Dışişleri Bakanı ve Başbakan Yardımcısı Abdullah Gül, Türkiye gibi Müslüman ve büyük bir ülkenin AB'ye katılımının söz konusu olduğunu, dolayısıyla dünyada bu konu üzerindeki tartışmaları normal görmek gerektiğini söyledi.
Gül, AK Parti İl Başkanlığı'nda düzenlenen "AB Sürecinde Dış Politikamız" adlı konferansta soruları yanıtladı.
Türkiye'nin AB'ye katılımının hem AB hem Türkiye hem de tüm dünya için büyük bir olay olarak niteleyen Gül, 10 yeni üyenin birliğe katılımı sırasında bu kadar tartışma olmadığını, ancak Türkiye'nin üyeliği söz konusu olduğunda bütün dünyanın bunu konuştuğunu belirtti.
Abdullah Gül, AB ülkelerinin yarısının zaten Türkiye'yi kuvvetle desteklediğini, diğer yarısının da rapora göre karar vereceklerini dile getirdiklerine işaret ederek, Komisyon'un Türkiye ile müzakerelere başlama tavsiyesinin, bu ülkelerin de Türkiye'ye destek vereceklerini gösterdiğini ifade etti.

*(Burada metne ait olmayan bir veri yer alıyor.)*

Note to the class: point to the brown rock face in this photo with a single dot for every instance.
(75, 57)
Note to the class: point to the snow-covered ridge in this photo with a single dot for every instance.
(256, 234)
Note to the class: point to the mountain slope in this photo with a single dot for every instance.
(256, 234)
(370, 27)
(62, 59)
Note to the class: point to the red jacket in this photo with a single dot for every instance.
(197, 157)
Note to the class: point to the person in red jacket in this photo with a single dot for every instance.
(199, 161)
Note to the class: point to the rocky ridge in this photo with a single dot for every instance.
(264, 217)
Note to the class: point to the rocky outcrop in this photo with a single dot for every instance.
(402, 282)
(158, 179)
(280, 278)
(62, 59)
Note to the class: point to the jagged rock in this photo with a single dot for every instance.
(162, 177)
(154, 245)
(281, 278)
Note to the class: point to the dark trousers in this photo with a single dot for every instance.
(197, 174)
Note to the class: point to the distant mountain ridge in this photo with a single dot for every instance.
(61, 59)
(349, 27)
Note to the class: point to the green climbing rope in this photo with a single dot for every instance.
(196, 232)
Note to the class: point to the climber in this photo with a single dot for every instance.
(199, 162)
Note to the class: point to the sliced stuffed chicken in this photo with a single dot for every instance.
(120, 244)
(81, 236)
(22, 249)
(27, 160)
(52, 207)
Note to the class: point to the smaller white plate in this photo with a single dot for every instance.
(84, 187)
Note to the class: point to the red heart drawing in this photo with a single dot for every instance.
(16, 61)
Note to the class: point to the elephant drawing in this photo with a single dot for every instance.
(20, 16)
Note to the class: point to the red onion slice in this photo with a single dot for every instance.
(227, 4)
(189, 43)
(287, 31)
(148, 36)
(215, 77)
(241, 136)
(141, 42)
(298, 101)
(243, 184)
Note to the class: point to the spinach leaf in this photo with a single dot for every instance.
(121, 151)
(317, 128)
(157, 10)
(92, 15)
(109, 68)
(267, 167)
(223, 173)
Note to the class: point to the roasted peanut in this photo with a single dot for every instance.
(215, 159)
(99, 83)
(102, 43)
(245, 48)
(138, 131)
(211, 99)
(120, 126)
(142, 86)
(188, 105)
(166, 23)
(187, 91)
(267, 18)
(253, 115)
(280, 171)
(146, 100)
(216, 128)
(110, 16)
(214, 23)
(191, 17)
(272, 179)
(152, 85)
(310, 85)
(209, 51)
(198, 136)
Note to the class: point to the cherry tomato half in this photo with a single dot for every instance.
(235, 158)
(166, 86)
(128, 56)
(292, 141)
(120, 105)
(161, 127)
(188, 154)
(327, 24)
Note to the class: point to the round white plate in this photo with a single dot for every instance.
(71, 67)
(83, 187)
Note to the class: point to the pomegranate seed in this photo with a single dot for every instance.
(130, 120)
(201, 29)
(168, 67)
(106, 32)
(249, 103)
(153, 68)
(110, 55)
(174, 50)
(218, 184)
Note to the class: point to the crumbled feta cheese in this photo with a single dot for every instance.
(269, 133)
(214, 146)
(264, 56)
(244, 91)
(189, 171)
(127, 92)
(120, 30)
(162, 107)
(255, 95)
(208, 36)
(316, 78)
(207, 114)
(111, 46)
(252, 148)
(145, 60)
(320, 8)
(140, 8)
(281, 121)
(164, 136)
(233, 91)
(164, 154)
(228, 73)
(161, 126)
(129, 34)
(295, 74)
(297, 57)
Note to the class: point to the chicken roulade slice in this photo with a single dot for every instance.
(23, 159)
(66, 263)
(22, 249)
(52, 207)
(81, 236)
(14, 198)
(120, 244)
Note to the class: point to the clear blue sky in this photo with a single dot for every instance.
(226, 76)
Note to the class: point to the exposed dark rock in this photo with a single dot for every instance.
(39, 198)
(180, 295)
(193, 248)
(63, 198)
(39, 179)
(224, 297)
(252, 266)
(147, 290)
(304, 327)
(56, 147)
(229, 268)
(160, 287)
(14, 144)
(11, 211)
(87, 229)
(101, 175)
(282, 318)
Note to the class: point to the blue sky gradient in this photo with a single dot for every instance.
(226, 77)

Gül, AB'nin demokrasi, insan hakları standartları ve serbest piyasa ekonomisi değerleri üzerine kurulu olduğunu, Türkiye'nin birliğe girmesiyle, bir Müslüman toplumun kendi kimliğini reddetmeyerek bu değerleri paylaşabileceğinin kanıtlanmasının tüm dünyaya vereceği işaretin çok önemli olduğunu kaydetti.
Avrupa Konseyi'nin değerlerinin Türkiye'ye hiç yabancı olmadığını, Türkiye'nin bu değerlere verdiği önemden dolayı AB ile birlikte olduğunu vurgulayan Gül, konuşmasında AB Komisyonu'nun dün yayımladığı İlerleme Raporu'nu da yorumladı.

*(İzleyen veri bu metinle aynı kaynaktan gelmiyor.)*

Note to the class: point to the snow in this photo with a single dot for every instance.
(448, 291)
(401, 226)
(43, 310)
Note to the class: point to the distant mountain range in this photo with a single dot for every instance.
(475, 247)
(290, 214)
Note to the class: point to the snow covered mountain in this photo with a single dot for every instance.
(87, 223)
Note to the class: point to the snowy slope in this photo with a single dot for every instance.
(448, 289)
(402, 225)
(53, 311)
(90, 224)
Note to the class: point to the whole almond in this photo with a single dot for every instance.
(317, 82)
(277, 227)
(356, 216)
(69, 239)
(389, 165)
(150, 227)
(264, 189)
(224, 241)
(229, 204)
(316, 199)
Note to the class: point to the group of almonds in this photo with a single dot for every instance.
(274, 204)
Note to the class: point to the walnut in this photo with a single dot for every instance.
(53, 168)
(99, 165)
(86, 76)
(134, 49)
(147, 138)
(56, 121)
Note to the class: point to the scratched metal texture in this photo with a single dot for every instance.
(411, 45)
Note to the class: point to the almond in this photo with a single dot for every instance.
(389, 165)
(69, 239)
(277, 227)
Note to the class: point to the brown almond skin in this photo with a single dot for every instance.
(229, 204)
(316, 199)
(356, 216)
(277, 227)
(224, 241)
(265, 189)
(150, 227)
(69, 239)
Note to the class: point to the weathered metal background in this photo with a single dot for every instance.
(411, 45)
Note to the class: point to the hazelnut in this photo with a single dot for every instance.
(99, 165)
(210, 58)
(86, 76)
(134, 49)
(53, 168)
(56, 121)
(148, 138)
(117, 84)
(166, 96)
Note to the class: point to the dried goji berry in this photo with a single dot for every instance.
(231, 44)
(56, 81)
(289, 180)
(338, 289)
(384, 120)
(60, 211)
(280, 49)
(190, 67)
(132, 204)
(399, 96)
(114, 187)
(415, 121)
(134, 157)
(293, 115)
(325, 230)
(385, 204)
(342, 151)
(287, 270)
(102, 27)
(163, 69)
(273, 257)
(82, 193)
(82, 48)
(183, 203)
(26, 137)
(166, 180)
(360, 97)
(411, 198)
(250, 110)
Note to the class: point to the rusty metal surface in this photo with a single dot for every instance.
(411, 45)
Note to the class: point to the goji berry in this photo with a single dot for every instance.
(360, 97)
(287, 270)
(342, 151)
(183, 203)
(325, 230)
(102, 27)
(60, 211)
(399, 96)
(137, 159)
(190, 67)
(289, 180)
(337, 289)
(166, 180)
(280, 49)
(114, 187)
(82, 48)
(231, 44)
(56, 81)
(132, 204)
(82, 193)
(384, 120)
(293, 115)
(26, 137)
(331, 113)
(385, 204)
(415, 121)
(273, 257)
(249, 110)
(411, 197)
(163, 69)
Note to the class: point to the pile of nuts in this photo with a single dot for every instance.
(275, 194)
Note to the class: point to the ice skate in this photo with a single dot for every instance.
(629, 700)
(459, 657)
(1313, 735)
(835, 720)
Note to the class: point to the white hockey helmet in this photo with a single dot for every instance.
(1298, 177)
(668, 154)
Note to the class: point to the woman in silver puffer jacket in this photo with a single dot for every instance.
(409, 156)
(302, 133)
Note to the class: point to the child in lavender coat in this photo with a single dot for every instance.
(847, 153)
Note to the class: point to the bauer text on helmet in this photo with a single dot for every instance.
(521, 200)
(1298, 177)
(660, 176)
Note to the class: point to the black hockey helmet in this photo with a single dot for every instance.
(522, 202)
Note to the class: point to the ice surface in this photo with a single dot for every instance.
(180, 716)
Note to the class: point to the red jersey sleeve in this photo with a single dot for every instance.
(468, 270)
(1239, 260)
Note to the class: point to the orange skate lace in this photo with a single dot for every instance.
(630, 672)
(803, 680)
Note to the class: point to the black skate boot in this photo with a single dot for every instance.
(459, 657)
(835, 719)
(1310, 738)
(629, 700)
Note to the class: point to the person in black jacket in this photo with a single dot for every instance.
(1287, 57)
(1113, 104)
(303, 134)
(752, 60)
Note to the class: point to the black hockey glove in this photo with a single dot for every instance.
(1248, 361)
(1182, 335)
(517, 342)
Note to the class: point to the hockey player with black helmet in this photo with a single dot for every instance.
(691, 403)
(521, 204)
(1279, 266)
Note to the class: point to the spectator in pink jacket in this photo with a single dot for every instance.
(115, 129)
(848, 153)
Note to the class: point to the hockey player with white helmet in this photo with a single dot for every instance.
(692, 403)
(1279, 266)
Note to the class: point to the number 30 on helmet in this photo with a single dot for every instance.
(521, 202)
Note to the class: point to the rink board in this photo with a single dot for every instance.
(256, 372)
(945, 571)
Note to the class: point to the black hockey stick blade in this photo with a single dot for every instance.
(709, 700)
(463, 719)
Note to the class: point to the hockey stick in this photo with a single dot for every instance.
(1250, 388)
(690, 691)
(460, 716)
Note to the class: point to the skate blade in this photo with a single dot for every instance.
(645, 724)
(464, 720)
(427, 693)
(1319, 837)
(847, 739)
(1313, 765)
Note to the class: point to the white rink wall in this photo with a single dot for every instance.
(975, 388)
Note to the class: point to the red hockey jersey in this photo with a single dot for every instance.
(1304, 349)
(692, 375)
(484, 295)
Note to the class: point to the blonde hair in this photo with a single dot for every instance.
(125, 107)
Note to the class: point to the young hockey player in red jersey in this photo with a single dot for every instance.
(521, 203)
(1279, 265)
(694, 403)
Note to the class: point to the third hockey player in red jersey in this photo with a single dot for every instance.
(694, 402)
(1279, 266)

Raporda bazı iyileştirilmesi gereken konular olduğunu, bunlarla ilgili çalışmalar yapacaklarını yineleyen Gül, bir soru üzerine, serbest dolaşıma geçici kısıtlama getirilmesinin olabileceğini, ancak daimi kısıtlamanın AB'nin hukukuna, ruhuna aykırı olduğunu belirtti.